The following phoneme is not used: N, it is replaced by the sequence
n g
.
In the fre
one, only the standard
French
pronounciations are used. However, the only meta-phoneme is A/
.
Moreover, N
is used.
The Quebec French dictionary was created by Marie-Hélène Côté, Université de Lausanne. It was converted to the required format (.dict and SAMPA) by B. Bigi. The version currently distributed is limited to 40k words. The full original version (192k words) is available on-demand.
Acoustic Models
The French acoustic model was created by Brigitte Bigi from various corpora mainly recorded at Laboratoire Parole et Langage. Special thanks are addressed to Roxane Bertrand, Béatrice Priego-Valverde, Sophie Herment, Amandine Michelas, Christine Meunier and Cristel Portes for kindly sharing their corpora. This model was evaluated in (Bigi & Meunier, 2018).
The model was updated in February 2022, by adding 31 minutes of manually time-aligned read speech of the CLeLfPC corpus, and by adding an HMM model the phonemes: o, O, e~, 9~ and N. There’s no evaluation of this new version.
The Quebec French acoustic model is based on the HMMs of the French model and the missing vowels were picked up from the Deutch, the English and the Polish models. This initial QF acoustic model created from the HMMs of other languages was then adapted to QF with a corpus Mélanie Lancien created for this purpose. This training subset is made of 273 seconds of speech - 2390 phonemes, an extract of the PFC corpus. The model was evaluated in (Lancien & al., 2020).
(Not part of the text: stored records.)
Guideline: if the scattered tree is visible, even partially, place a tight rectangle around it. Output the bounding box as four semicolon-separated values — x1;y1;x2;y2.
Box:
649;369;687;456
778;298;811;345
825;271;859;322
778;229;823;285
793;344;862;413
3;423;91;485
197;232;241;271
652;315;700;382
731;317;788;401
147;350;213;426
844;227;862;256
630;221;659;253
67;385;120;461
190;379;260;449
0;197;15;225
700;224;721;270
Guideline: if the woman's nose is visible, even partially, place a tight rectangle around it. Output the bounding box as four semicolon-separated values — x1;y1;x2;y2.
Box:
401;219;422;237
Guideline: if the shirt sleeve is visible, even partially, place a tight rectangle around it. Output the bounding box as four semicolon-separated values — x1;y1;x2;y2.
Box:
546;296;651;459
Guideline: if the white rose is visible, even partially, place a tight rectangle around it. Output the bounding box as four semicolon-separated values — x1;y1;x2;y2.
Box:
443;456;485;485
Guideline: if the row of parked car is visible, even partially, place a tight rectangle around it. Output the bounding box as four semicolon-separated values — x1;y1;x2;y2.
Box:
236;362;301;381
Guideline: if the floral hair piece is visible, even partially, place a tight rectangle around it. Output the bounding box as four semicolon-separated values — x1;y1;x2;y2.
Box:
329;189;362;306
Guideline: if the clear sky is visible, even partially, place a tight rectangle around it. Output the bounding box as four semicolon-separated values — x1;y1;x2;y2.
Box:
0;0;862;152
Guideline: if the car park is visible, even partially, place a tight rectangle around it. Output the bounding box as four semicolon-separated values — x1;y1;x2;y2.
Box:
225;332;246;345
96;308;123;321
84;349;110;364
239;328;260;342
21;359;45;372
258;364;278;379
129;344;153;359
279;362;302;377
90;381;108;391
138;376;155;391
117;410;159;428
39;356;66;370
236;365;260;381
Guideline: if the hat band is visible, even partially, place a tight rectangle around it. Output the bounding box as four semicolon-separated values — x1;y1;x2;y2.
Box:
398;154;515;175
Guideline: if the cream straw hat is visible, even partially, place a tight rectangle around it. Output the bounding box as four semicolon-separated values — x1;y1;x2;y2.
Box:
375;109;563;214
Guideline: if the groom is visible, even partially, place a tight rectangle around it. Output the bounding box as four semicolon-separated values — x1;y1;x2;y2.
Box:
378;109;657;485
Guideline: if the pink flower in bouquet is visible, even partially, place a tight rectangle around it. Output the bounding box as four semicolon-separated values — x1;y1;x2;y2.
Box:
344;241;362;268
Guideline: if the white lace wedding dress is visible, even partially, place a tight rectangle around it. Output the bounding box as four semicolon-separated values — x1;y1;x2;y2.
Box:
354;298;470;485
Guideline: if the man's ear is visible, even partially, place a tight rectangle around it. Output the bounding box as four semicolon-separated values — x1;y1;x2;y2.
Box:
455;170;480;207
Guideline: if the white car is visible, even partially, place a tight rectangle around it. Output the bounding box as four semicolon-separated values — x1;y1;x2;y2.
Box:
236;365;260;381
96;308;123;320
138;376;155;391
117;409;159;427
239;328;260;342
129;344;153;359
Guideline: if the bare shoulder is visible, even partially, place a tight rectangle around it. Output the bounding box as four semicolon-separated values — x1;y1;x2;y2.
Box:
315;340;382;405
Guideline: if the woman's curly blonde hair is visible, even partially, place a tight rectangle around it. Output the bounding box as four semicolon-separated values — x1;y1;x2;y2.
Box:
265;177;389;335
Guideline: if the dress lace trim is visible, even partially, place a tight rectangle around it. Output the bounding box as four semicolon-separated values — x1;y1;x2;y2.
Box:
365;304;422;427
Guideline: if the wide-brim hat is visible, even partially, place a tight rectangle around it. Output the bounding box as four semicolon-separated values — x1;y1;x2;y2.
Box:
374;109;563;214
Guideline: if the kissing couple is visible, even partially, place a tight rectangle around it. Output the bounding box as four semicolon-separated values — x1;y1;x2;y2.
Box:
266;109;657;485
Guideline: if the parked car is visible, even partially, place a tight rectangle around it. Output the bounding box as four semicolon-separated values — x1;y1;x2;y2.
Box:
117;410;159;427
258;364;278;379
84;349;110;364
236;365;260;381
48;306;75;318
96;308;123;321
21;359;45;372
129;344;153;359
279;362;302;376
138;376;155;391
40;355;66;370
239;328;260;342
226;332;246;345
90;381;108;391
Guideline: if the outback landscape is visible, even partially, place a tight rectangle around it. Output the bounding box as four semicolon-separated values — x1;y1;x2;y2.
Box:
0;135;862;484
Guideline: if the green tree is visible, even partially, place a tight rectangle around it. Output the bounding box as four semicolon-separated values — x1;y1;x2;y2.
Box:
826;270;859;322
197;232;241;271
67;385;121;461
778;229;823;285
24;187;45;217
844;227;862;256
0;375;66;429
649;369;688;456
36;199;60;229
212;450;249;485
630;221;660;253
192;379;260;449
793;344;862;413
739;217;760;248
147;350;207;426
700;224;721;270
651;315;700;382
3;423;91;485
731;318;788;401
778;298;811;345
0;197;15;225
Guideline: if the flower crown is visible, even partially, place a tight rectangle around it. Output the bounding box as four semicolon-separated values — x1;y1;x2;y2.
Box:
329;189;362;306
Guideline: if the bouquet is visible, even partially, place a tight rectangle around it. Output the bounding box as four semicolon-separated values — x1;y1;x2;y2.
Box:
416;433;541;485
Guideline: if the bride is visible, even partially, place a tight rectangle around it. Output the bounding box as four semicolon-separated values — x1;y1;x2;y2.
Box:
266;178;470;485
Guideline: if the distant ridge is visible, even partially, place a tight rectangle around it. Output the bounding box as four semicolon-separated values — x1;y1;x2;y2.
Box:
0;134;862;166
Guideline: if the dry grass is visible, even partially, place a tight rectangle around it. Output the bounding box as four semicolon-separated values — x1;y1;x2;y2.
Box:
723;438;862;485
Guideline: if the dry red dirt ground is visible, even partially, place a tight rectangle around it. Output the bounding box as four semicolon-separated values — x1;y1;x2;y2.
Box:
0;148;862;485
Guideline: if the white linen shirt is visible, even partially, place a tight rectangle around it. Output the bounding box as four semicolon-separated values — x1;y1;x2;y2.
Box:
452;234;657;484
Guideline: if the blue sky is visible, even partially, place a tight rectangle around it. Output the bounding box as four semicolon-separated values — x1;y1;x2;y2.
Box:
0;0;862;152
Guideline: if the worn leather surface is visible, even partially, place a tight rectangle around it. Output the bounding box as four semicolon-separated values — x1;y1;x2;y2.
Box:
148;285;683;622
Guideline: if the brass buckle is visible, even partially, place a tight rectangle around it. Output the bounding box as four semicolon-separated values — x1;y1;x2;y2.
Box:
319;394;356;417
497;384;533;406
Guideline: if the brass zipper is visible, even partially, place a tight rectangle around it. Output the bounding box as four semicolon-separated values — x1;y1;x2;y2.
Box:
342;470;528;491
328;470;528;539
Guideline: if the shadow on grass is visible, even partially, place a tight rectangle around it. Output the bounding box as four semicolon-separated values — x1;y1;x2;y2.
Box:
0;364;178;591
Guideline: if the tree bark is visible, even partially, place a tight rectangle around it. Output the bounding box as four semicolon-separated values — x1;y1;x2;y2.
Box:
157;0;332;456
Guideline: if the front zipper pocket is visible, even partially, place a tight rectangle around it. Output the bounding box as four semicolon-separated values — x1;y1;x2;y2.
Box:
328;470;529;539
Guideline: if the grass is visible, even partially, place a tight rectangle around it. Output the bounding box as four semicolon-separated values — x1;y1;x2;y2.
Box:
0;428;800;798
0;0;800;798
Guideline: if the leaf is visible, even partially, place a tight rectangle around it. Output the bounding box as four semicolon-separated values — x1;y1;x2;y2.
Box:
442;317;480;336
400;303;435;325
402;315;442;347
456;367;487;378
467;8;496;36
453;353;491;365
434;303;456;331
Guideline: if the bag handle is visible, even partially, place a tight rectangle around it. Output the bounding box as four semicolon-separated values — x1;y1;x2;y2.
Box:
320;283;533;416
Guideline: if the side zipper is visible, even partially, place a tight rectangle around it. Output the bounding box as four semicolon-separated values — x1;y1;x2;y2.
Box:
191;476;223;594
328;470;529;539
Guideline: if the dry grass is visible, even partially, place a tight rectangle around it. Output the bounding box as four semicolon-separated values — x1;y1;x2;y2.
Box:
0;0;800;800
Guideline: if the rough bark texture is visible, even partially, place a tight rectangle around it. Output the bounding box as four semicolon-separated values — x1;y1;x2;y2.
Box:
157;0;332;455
Both models are distributed under the terms of the Creative
Commons Attribution-NonCommercial-ShareAlike 4.0 International Public
License. They were created using a Python script available in
the SPPAS package: acmtrain.py
.
Syllabification configuration file
The syllabification configuration file corresponds to the one described in the paper (Bigi et al. 2010). It was adapted to Quebec French by adding the missing vowels. It is distributed under the terms of the GNU General Public License.
Cued Speech
The resources for the automatic generation of Cued Speech keys are under construction. They can only be used in order to help in their development. They are created by Brigitte Bigi in collaboration with Datha: http://www.datha.io
The file is a set of rules in order to be used to convert a sequence of phonemes into a sequence of keys.
They are distributed under the terms of the GNU General Public License.
References
Brigitte Bigi, Christine Meunier, Irina Nesterenko, Roxane Bertrand (2010). Automatic detection of syllable boundaries in spontaneous speech. In Language Resource and Evaluation Conference (LREC), pp. 3285-3292, La Valetta, Malta.
Brigitte Bigi, Christine Meunier (2018). Automatic speech segmentation of spontaneous speech. Revista de Estudos da Linguagem. International Thematic Issue: Speech Segmentation. Volume 26, number 4, pages 1489-1530, e-ISSN 2237-2083.
Mélanie Lancien, Marie-Hélène Côté, Brigitte Bigi (2020). Developing Resources for Automated Speech Processing of Quebec French. In Language Resources and Evaluation Conference (LREC), pp. 5323–5328, Marseille, France.